While campaigning for president in 2016, Trump said at various points that he did not support any federal minimum wage, that raising it would be a "big, big problem," and that that he was "looking at" raising it.
One Fair Wage (OFW), which has campaigned on ending the subminimum wage of just $2.13 for tipped workers, applauded Harris for her support for that policy, saying it offers a clear contrast to Trump and could appeal to 14 million service workers, including millions in swing states, who could sway the election.
"While both campaigns have called for the elimination of taxes on tips, this policy alone would only benefit about one-third of tipped workers," said the group. "Most workers wouldn't see any real relief, as their earnings are too low for them to benefit from a tax cut. That's why the Harris-Walz campaign's commitment to ending the subminimum wage stands out—it acknowledges that eliminating taxes on tips is not enough, and that workers need a true wage increase by ending the $2.13/hr subminimum wage for tipped workers, allowing them to earn a full minimum wage with tips on top."

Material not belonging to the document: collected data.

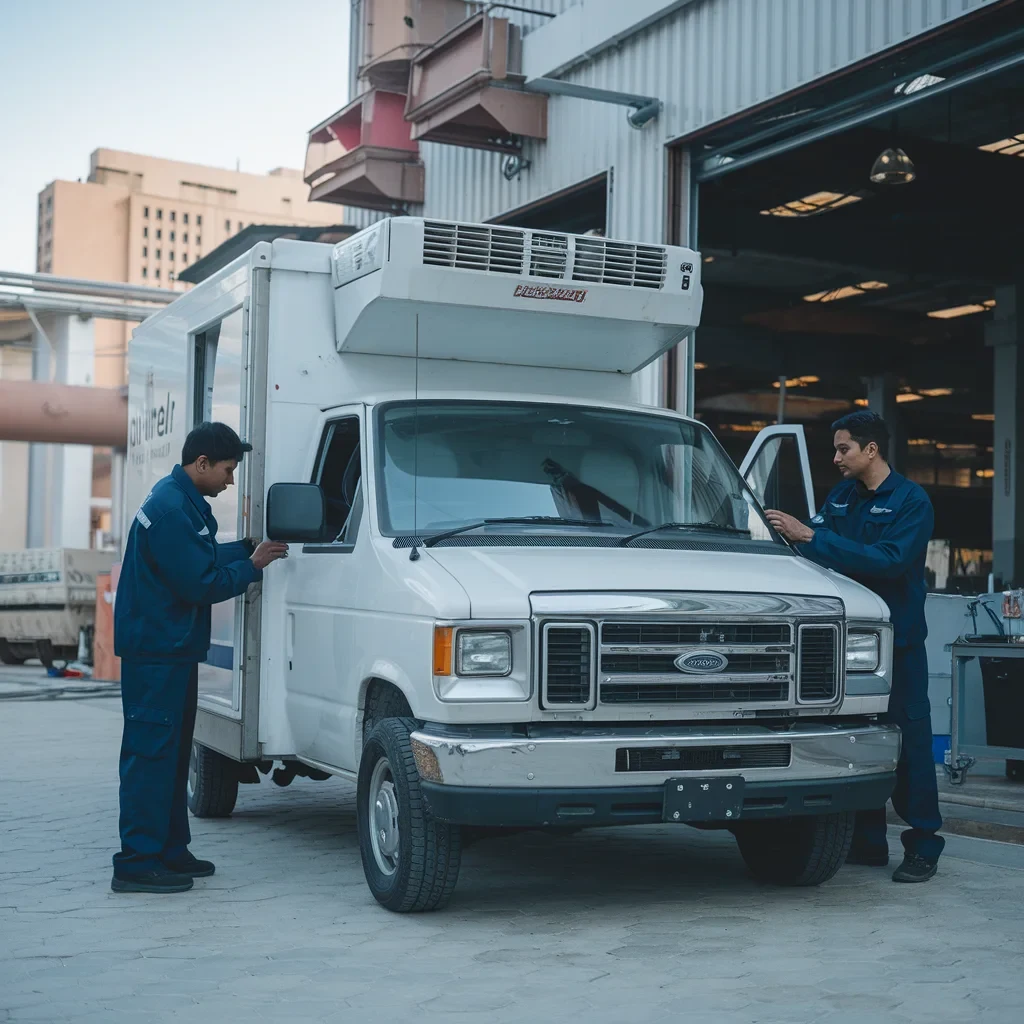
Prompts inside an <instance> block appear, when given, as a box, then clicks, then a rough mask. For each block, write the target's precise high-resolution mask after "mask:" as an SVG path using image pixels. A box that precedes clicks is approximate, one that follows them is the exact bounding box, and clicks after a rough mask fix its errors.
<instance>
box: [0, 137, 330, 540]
mask: <svg viewBox="0 0 1024 1024" xmlns="http://www.w3.org/2000/svg"><path fill="white" fill-rule="evenodd" d="M344 216H345V212H344V210H342V209H340V208H339V207H338V206H337V205H333V204H327V203H324V204H321V203H310V202H309V200H308V188H307V186H306V184H305V183H304V182H303V180H302V175H301V172H300V171H297V170H294V171H293V170H288V169H285V168H278V169H276V170H273V171H270V172H269V173H268V174H248V173H243V172H239V171H230V170H223V169H221V168H216V167H204V166H201V165H199V164H185V163H179V162H177V161H173V160H161V159H158V158H156V157H143V156H138V155H136V154H130V153H120V152H118V151H116V150H96V151H95V152H94V153H93V154H92V156H91V158H90V166H89V174H88V177H87V179H86V180H84V181H82V180H80V181H62V180H58V181H53V182H51V183H50V184H48V185H47V186H46V187H45V188H44V189H43V190H42V191H41V193H40V194H39V220H38V231H37V255H36V267H37V270H39V271H40V272H43V273H52V274H56V275H58V276H62V278H85V279H90V280H93V281H104V282H118V283H123V284H131V285H150V286H154V287H157V288H164V289H168V288H170V289H181V290H182V291H184V290H185V288H187V287H188V286H186V285H185V284H183V283H179V282H178V281H177V278H178V274H179V273H180V272H181V271H182V270H184V269H185V268H186V267H188V266H190V265H191V264H193V263H195V262H196V261H197V260H199V259H200V258H201V257H203V256H205V255H208V254H209V253H211V252H212V251H213V250H214V249H216V248H217V247H218V246H219V245H221V243H223V242H226V241H227V240H228V239H231V238H233V237H234V236H237V234H238V233H239V232H240V231H242V230H243V229H245V228H247V227H249V226H251V225H253V224H273V225H298V226H314V227H315V226H331V225H335V224H340V223H343V222H344ZM5 316H6V319H5ZM15 321H16V323H15ZM41 326H42V329H43V331H44V333H45V338H43V340H42V341H40V340H39V339H38V338H37V339H36V342H35V349H34V348H33V345H34V342H33V332H32V328H31V326H30V325H29V324H28V321H27V317H26V316H25V314H24V313H16V314H14V313H10V314H5V313H3V312H0V379H4V380H18V379H22V380H31V379H32V378H33V376H35V377H36V378H37V379H44V380H53V381H55V382H56V383H66V384H79V385H94V386H99V387H120V386H122V385H123V384H125V383H126V372H125V371H126V367H125V353H126V351H127V344H128V340H129V338H130V337H131V331H132V328H133V325H132V324H130V323H123V322H117V321H103V319H82V318H81V317H78V316H75V315H66V316H55V317H43V318H42V325H41ZM34 352H35V354H34ZM114 461H115V460H114V458H113V457H112V453H111V451H110V450H108V449H89V447H85V446H78V445H52V444H32V445H30V444H27V443H24V442H16V441H3V442H0V550H8V549H16V548H23V547H26V546H28V547H51V546H52V547H60V546H72V547H87V546H94V547H104V546H111V545H113V544H115V543H116V540H117V539H116V537H115V535H114V532H113V531H112V529H113V525H112V520H113V518H114V516H113V510H112V490H114V489H115V488H114V487H112V469H113V465H114ZM90 480H91V483H90ZM90 487H91V489H90Z"/></svg>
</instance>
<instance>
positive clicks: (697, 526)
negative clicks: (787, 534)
mask: <svg viewBox="0 0 1024 1024" xmlns="http://www.w3.org/2000/svg"><path fill="white" fill-rule="evenodd" d="M659 529H702V530H715V531H717V532H719V534H739V535H740V536H742V537H750V536H751V531H750V530H749V529H740V527H739V526H729V525H726V524H725V523H722V522H663V523H662V524H660V525H659V526H651V527H650V528H649V529H641V530H640V531H639V532H637V534H630V536H629V537H624V538H623V539H622V540H621V541H620V542H618V544H620V547H623V548H626V547H628V546H629V545H630V544H631V543H632V542H633V541H636V540H639V539H640V538H641V537H646V536H647V535H648V534H656V532H657V531H658V530H659Z"/></svg>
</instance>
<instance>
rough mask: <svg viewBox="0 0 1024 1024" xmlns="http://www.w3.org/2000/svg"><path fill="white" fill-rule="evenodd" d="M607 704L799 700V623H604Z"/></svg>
mask: <svg viewBox="0 0 1024 1024" xmlns="http://www.w3.org/2000/svg"><path fill="white" fill-rule="evenodd" d="M600 639H601V660H600V675H599V679H600V700H601V703H604V705H648V703H684V705H695V703H699V705H705V703H730V705H745V703H751V705H784V703H787V702H788V701H790V700H792V691H793V682H794V677H795V668H796V664H795V659H796V652H797V651H796V642H795V636H794V627H793V625H792V624H791V623H742V622H716V621H715V620H703V621H700V620H695V621H691V622H657V621H651V622H620V623H616V622H608V623H602V624H601V632H600Z"/></svg>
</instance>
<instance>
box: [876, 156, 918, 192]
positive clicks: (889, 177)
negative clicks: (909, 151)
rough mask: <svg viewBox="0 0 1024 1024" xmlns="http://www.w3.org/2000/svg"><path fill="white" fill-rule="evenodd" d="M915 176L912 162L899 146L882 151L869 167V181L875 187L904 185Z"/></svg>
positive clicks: (910, 159) (908, 183)
mask: <svg viewBox="0 0 1024 1024" xmlns="http://www.w3.org/2000/svg"><path fill="white" fill-rule="evenodd" d="M916 176H918V172H916V170H915V169H914V166H913V161H912V160H911V159H910V158H909V157H908V156H907V155H906V154H905V153H904V152H903V151H902V150H901V148H899V146H890V147H889V148H888V150H883V151H882V153H880V154H879V156H878V158H877V159H876V161H874V163H873V164H872V165H871V181H873V182H874V184H877V185H905V184H909V183H910V182H911V181H912V180H913V179H914V178H915V177H916Z"/></svg>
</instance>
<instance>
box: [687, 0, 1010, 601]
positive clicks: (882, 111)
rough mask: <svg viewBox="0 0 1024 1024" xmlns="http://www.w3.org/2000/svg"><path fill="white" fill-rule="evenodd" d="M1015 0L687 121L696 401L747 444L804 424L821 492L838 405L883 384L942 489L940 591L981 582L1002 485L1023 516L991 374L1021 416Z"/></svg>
mask: <svg viewBox="0 0 1024 1024" xmlns="http://www.w3.org/2000/svg"><path fill="white" fill-rule="evenodd" d="M1021 7H1022V5H1020V4H1016V5H999V6H997V7H996V8H994V9H992V10H990V11H984V12H983V15H979V16H977V17H975V18H971V19H964V22H965V24H962V25H959V26H958V28H957V31H956V33H955V34H953V33H950V32H946V33H942V34H938V35H936V36H935V37H931V38H927V39H925V40H924V41H922V42H920V43H916V44H915V45H913V46H911V47H907V48H905V49H903V50H901V51H898V52H894V53H891V54H888V55H886V56H885V57H884V58H882V59H880V60H877V61H874V62H872V63H871V65H870V66H868V67H866V68H861V69H859V70H855V71H854V72H852V73H850V74H848V75H845V76H843V77H842V79H837V80H834V81H826V82H824V83H823V84H820V85H817V86H815V87H814V88H813V89H811V90H808V91H807V92H804V93H801V94H797V95H791V96H788V97H786V98H785V100H784V101H783V102H780V103H778V104H775V105H773V106H771V108H767V109H762V110H760V111H756V112H754V113H752V114H749V115H746V116H744V117H743V118H742V119H738V120H736V121H735V122H733V123H730V124H727V125H723V126H720V127H718V128H717V129H713V130H712V131H711V132H709V133H707V134H706V135H703V136H701V137H699V138H696V139H690V140H687V144H688V146H689V153H690V165H691V167H693V168H694V169H695V173H696V175H697V177H698V178H699V179H700V183H699V185H698V189H697V203H696V222H697V232H696V233H697V245H698V247H699V249H700V251H701V254H702V256H703V260H705V266H703V283H705V295H706V298H705V309H703V315H702V318H701V326H700V329H699V330H698V332H697V344H696V360H697V362H696V367H697V369H696V373H695V384H694V392H695V409H696V413H697V415H698V416H700V418H701V419H703V420H705V421H706V422H707V423H708V424H709V425H710V426H712V427H713V429H714V430H715V432H716V433H717V434H718V436H719V437H720V438H721V439H722V441H723V443H724V444H725V445H726V447H727V449H728V450H729V452H730V455H732V456H733V458H734V459H736V460H737V461H738V460H739V459H740V458H741V457H742V454H743V453H744V452H745V451H746V449H748V446H749V445H750V442H751V439H752V437H753V436H755V435H756V433H757V431H758V430H760V429H761V428H762V427H763V426H765V425H767V424H771V423H774V422H776V421H777V420H778V419H779V416H780V415H781V417H782V419H783V420H784V421H785V422H798V423H802V424H804V426H805V430H806V434H807V439H808V446H809V451H810V456H811V462H812V466H813V475H814V484H815V496H816V499H817V500H818V501H821V500H822V499H823V497H824V496H825V494H827V490H828V489H829V488H830V486H831V485H833V484H834V483H835V482H837V479H838V477H837V476H836V471H835V470H834V469H833V467H831V465H830V458H831V431H830V423H831V422H833V420H835V419H836V418H837V416H839V415H842V414H843V413H845V412H848V411H852V410H854V409H856V408H858V407H861V406H866V404H867V403H868V401H869V402H870V406H871V408H873V409H877V410H879V411H880V412H883V413H884V415H886V417H887V419H890V420H893V421H894V422H895V423H896V426H897V435H896V444H895V447H894V461H895V465H896V466H897V468H898V469H899V470H900V471H901V472H904V473H905V474H906V475H907V476H909V477H910V478H911V479H913V480H916V481H918V482H919V483H921V484H923V485H924V486H925V487H926V489H928V490H929V493H930V494H931V496H932V500H933V504H934V506H935V509H936V529H935V537H936V539H937V540H938V541H939V542H940V543H941V542H945V543H947V545H948V549H947V553H945V552H943V551H941V550H940V551H939V554H941V556H942V557H941V559H940V561H939V562H938V563H937V579H936V580H934V581H933V583H934V586H935V588H936V589H938V590H947V591H958V592H975V591H984V590H986V589H987V586H988V573H989V572H990V571H992V568H993V566H992V562H993V553H992V552H993V482H995V483H996V484H997V485H998V486H999V488H1000V492H999V498H1000V499H1004V500H1007V501H1009V508H1010V514H1011V515H1014V514H1017V515H1018V517H1019V514H1018V513H1015V512H1014V508H1015V505H1016V502H1015V499H1016V490H1017V488H1018V487H1019V486H1020V483H1019V481H1018V477H1019V476H1020V474H1018V473H1016V472H1015V468H1016V461H1017V459H1018V457H1019V456H1018V452H1017V446H1016V445H1014V446H1010V445H1011V441H1012V440H1014V430H1013V424H1012V423H1007V422H1000V424H999V426H1000V427H1001V428H1002V429H1001V430H997V429H996V426H997V425H996V423H995V419H996V416H995V413H996V406H997V404H998V401H997V396H996V393H995V392H996V388H997V385H996V383H995V382H996V381H999V382H1000V384H999V385H998V386H999V387H1001V388H1002V406H1001V407H1000V408H1001V409H1002V410H1004V412H1002V413H1001V414H1000V417H1001V419H1002V420H1004V421H1006V420H1008V419H1012V420H1016V418H1017V417H1016V401H1017V391H1018V386H1017V385H1018V383H1019V381H1018V380H1017V378H1016V376H1015V375H1016V362H1015V360H1008V358H1007V357H1006V355H1004V356H1001V357H1000V356H998V355H997V353H998V351H1000V349H999V348H998V347H993V346H998V345H999V344H1001V343H1004V342H1007V341H1008V340H1009V341H1011V342H1012V343H1013V344H1012V346H1011V347H1013V348H1014V353H1013V354H1016V337H1014V338H1012V339H1007V338H1006V337H1005V335H1006V334H1007V333H1008V328H1009V333H1011V334H1015V333H1016V331H1017V328H1016V317H1015V315H1014V312H1015V307H1016V295H1017V292H1016V289H1017V287H1018V283H1019V282H1020V281H1021V266H1020V263H1021V258H1020V255H1019V251H1020V250H1019V244H1018V231H1019V228H1020V225H1021V223H1022V221H1021V212H1022V203H1024V200H1022V197H1024V159H1022V158H1024V59H1022V58H1021V51H1022V49H1024V11H1022V10H1021V9H1020V8H1021ZM953 51H956V53H957V54H958V55H957V56H955V57H953V56H952V53H953ZM872 112H879V113H878V116H871V115H872ZM847 124H848V125H849V127H845V126H846V125H847ZM837 127H839V128H842V130H836V129H837ZM903 155H905V158H906V159H904V156H903ZM1005 322H1009V323H1005ZM1000 331H1001V335H1000ZM1000 358H1001V361H998V362H997V361H996V360H997V359H1000ZM780 399H781V401H780ZM1008 430H1009V432H1008ZM1018 432H1019V431H1018ZM996 434H1000V436H1005V437H1006V438H1007V440H1004V441H1001V443H1000V444H999V446H998V457H997V455H996V436H995V435H996ZM1004 490H1005V494H1004ZM1005 503H1006V502H1005ZM1016 543H1017V544H1018V545H1019V542H1016ZM996 561H997V562H999V561H1001V563H1002V564H1001V565H997V566H996V570H997V574H1000V573H999V570H1001V577H1002V578H1004V580H1002V582H1009V575H1010V574H1018V579H1017V581H1016V582H1017V583H1020V582H1021V579H1024V578H1022V577H1021V575H1020V572H1021V568H1022V566H1021V565H1020V564H1019V557H1018V563H1017V564H1016V566H1014V556H1013V553H1011V554H1010V555H1005V556H1004V557H1002V558H1001V559H999V558H996ZM1008 565H1009V566H1011V567H1010V568H1009V569H1008V567H1007V566H1008ZM933 567H934V566H933Z"/></svg>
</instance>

"By taking this bold stance, the Harris-Walz campaign is aligning itself with a growing movement of workers and advocates fighting to create an economy where everyone can thrive," said OFW.
Saru Jayaraman, president of the organization, added that the policy would "lift millions of people out of poverty, close racial and gender pay gaps, and provide a foundation for economic security that all working people deserve."
"Raising wages resonates with millions of Americans who have been left behind by the current system, and the Harris-Walz campaign's commitment to this issue will not only energize voters but set the stage for a fairer, more equitable economy," she added.
Last week, Sanders toldRolling Stone that in the last eight weeks of the campaign, he hopes Harris will "expose Trump for the fraud that he is" and "develop an agenda for working-class people and trade unionists that will be very much in contrast with Trump."
"Raising the minimum wage to a living wage," said Sanders, "will improve wages for many millions of lower-income Americans."